C’est ici aussi qu’échouent des migrants refoulés par l’Algérie. Un convoi les ramènera à Niamey, la capitale. Pour les retours volontaires, comme forcés, c'est une étape difficile. Hassan est psychologue au centre de l'OIM: "Même physiquement, certains sont très fatigués, ils ont fait des centaines de kilomètres à pied. Ils sont déshydratés, mal nourris et vraiment, sur le plan psychologique, c’est déplorable". Romaric est avachi sur un banc. Il est Camerounais. "Je me sens mal, je n’ai pas le choix, je suis obligé de faire demi-tour. Romaric ne sait pas comment va réagir sa famille. Il appréhende sa réaction: "J’ai peur parce que la famille a dépensé pour moi pour que je puisse aller en Europe et je n'ai pas pu et je rentre sans rendement. C'est pour ça que j'ai peur". Au centre, Romaric lit la bible. Il joue aux damiers, ou au football.
L'Europe toujours dans la tête, mais par la voie légale.
Pour tuer le temps, d’autres décident de se former. L’OIM propose des formations, comme celle de gestion en entreprise. Mais ceux qui la suivent ne se font pas vraiment d’illusion. L’avenir n’est pas au pays. Ils continuent à rêver d’Europe, mais autrement. "Maintenant, nous, on a décidé de ne plus venir par la voie routière. Parce qu'ici, c'est la merde, c'est la voie de l'enfer, peut-être pire que l'enfer. On va migrer par la voie aérienne, avec des visas".
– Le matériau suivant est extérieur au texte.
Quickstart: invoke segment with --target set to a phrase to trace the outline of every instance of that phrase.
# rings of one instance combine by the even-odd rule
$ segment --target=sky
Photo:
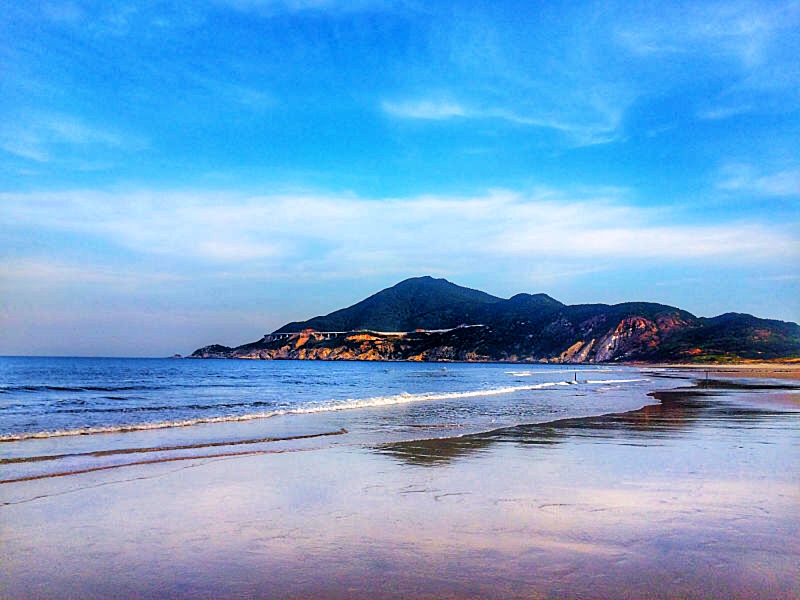
[[[0,354],[432,275],[800,321],[800,2],[2,2]]]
Retourner chez eux. Puis migrer légalement. C’est devenu une rengaine que répètent les migrants du centre. Et c’est aussi l’idée que l’OIM tente de diffuser dans les ghettos et dans la tête de ceux qui sont sur le départ. Ousseini Djibo, le gestionnaire du centre, sait pourtant qu’il prêche dans le désert… Et quelque part, c'est surtout à l'Union européenne qu'il s'adresse: "L'Union européenne ferme ses frontières et fait une migration choisie. Mais combien d’Africains peuvent réellement aller en Europe ? Et combien veulent-y aller ? C’est la migration que l’on ne veut pas. Mais l’Europe a besoin de cette main d’œuvre. Qu'elle fasse en sorte que ça se passe dans la dignité. Et sans perte de vie. Il faut légaliser la migration".
En attendant, dans la ville, discrètement, on voit des pick-up blancs, prêts à embarquer à l’arrière une vingtaine de migrants. Dans les ghettos, la boussole de Boubacar, Abdul, Salif et les autres indiquent toujours le Nord. Quel qu’en soit le prix ou l’itinéraire. Salif va patienter un peu, puis prendre une autre route: "Je vais attendre un peu à Agadez et si ça ne passe pas, je prendrai une autre route, l'Algérie peut-être. Je n'abandonnerai pas. Je vais encore tenter ma chance". Boubacar aussi est déterminé: "Quand tu quittes ta maison, tu es prêt à tout, jusqu'à un point final. On se sacrifie pour nos familles".